除此之外,还可以不进行合并权重,直接进行推理,具体如下所示。
新增推理代码(inference_qlora.py):
from transformers import AutoModelForCausalLM, LlamaTokenizer
import torch
from peft import PeftModel
model_id = "/data/pretrain/hf-llama-model/llama-7b"
lora_weights = "/workspace/output/llama-7b-qlora/checkpoint-1000/adapter_model"
model = AutoModelForCausalLM.from_pretrained(model_id, load_in_4bit=True, device_map="auto")

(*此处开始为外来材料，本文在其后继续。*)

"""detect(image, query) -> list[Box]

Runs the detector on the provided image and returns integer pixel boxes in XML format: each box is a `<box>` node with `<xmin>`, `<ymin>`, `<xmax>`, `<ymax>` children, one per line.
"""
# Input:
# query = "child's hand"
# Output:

model = PeftModel.from_pretrained(
model,
lora_weights,
)
tokenizer = LlamaTokenizer.from_pretrained(model_id)
device = torch.device("cuda:0")
text = "Hello, my name is "
inputs = tokenizer(text, return_tensors="pt").to(device)
outputs = model.generate(**inputs, max_new_tokens=20, do_sample=True, top_k=30, top_p=0.85)

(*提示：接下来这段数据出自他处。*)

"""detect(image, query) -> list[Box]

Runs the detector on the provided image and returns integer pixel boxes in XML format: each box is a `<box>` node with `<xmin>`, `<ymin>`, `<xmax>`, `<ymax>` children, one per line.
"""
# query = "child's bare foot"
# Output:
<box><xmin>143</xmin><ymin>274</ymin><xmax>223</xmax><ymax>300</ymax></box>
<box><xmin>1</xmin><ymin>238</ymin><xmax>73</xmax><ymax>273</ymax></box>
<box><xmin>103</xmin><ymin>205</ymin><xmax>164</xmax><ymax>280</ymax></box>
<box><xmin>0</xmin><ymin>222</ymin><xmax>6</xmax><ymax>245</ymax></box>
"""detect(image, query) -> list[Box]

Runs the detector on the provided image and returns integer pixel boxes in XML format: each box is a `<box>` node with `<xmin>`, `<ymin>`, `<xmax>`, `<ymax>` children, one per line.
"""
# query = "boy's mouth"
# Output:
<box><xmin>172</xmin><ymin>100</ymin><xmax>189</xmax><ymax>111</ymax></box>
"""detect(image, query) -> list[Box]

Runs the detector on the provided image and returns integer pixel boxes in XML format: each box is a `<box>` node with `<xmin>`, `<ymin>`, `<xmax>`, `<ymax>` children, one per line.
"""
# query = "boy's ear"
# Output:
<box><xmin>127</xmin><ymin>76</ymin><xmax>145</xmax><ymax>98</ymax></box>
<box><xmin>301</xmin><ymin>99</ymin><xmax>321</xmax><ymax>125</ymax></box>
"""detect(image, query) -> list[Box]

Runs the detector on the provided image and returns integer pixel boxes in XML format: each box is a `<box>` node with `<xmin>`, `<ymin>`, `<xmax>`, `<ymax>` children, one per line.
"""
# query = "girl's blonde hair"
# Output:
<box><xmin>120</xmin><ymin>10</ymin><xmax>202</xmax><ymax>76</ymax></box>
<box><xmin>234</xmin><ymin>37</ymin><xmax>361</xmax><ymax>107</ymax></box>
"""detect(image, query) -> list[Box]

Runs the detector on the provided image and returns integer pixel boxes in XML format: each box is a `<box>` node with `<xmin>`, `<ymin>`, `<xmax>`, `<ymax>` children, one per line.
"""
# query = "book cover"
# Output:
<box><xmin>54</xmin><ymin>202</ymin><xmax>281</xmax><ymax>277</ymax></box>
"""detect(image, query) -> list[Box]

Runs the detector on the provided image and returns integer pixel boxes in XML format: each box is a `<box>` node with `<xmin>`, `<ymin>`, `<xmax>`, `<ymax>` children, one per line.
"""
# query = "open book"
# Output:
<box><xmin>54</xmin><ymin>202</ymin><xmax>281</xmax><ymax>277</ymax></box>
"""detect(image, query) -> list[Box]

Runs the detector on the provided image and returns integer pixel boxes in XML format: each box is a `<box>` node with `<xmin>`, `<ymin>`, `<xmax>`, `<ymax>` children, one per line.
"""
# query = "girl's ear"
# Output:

print(tokenizer.decode(outputs[0], skip_special_tokens=True))
print("\n------------------------------------------------\nInput: ")
line = input()
while line:
inputs = tokenizer(line, return_tensors="pt").to(device)
outputs = model.generate(**inputs, max_new_tokens=20, do_sample=True, top_k=30, top_p=0.85)
print("Output: ",tokenizer.decode(outputs[0], skip_special_tokens=True))
print("\n------------------------------------------------\nInput: ")
line = input()
可以看到,此时的模型推理的显存占用会高于合并之后进行模型推理。
当然,将 lora 权重合并会 base 模型权重还可以通过 merge_and_unload() 方法。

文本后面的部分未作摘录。